A veces, el destino escribe los finales con pluma de oro. A los 81 minutos del partido, cuando Colombia acariciaba la gloria y el reloj apretaba la garganta de Brasil, ingresó Marta. Camiseta verdeamarela, tranco sereno, mirada de veterana y alma de niña. Quizá era su última danza con la selección que la vio nacer futbolista y la convirtió en leyenda. Y si lo fue, no pudo tener una despedida más majestuosa: con dos golazos —el primero en el último suspiro del tiempo reglamentario—, le arrebató a Colombia el título que ya saboreaba y coronó una carrera que desafía cualquier adjetivo.
A sus 39 años, no desentonó. No vino a despedirse con melancolía ni a caminar el campo como quien se retira en silencio. Vino a escribir historia, otra vez. Su primer gol, el del empate, fue una daga afilada que silenció a miles de corazones tricolores, un disparo que se clavó no solo en la red, sino en la memoria de todos los que entienden que el fútbol también es poesía. Con ese tanto, Brasil forzó la definición y luego se llevó el título.
La historia de Marta comenzó lejos de los flashes. Nacida en Dois Riachos, un pequeño municipio de Alagoas, creció jugando con hombres en canchas de tierra, desafiando prejuicios y pateando balones contra el machismo. A los 14 años, fue llamada por un equipo femenino en Río de Janeiro. A los 16, ya vestía la camiseta de Brasil. Desde entonces, la verdeamarela fue su segunda piel, su estandarte.

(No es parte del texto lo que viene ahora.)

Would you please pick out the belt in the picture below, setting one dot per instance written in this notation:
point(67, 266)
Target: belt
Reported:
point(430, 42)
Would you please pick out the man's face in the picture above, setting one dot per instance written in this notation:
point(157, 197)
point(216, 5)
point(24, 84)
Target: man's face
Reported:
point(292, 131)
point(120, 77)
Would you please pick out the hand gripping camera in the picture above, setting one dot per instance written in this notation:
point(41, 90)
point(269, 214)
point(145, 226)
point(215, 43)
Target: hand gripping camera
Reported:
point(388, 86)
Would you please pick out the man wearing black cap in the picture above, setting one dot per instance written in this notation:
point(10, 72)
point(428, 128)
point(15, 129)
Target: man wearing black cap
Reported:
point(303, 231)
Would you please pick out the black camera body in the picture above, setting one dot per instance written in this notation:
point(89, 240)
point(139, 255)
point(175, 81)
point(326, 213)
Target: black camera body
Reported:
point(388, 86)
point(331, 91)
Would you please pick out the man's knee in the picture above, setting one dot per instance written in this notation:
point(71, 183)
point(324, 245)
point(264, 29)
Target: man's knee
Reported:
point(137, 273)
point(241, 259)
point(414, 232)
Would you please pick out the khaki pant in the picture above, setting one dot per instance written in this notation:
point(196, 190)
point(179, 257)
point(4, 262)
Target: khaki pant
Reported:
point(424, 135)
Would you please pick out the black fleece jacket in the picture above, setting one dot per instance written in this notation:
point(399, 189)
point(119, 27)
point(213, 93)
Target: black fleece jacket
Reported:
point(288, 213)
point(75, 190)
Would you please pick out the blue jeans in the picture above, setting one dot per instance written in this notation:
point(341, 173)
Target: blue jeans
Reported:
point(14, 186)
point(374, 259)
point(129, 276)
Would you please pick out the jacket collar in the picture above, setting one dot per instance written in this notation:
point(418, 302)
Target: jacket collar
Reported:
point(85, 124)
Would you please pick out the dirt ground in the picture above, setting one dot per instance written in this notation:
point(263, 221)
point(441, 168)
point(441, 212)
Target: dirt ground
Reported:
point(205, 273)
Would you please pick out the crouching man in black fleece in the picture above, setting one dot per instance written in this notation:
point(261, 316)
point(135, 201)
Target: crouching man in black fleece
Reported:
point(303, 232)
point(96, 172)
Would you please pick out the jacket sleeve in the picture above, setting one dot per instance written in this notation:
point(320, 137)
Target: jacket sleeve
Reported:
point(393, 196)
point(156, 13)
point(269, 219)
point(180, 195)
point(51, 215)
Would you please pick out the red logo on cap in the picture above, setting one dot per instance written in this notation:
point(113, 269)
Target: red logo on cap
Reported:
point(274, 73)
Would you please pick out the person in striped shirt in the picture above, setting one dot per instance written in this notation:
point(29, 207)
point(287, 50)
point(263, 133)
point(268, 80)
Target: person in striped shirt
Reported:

Y vaya si dejó huella. Seis veces ganadora del premio FIFA a la Jugadora del Año —cinco de ellas consecutivas entre 2006 y 2010, y nuevamente en 2018—, Marta no solo brilló: dominó. Es la máxima goleadora de los mundiales, entre hombres y mujeres, con 17 goles. Y en 2018, rompió otro techo: se convirtió en la primera mujer en dejar sus huellas en el Paseo de la Fama del estadio Maracaná, ese templo donde descansan los pasos de Pelé, Ronaldo, Ronaldinho y Neymar. Y si este fue su último partido con Brasil, lo fue a la altura de su leyenda.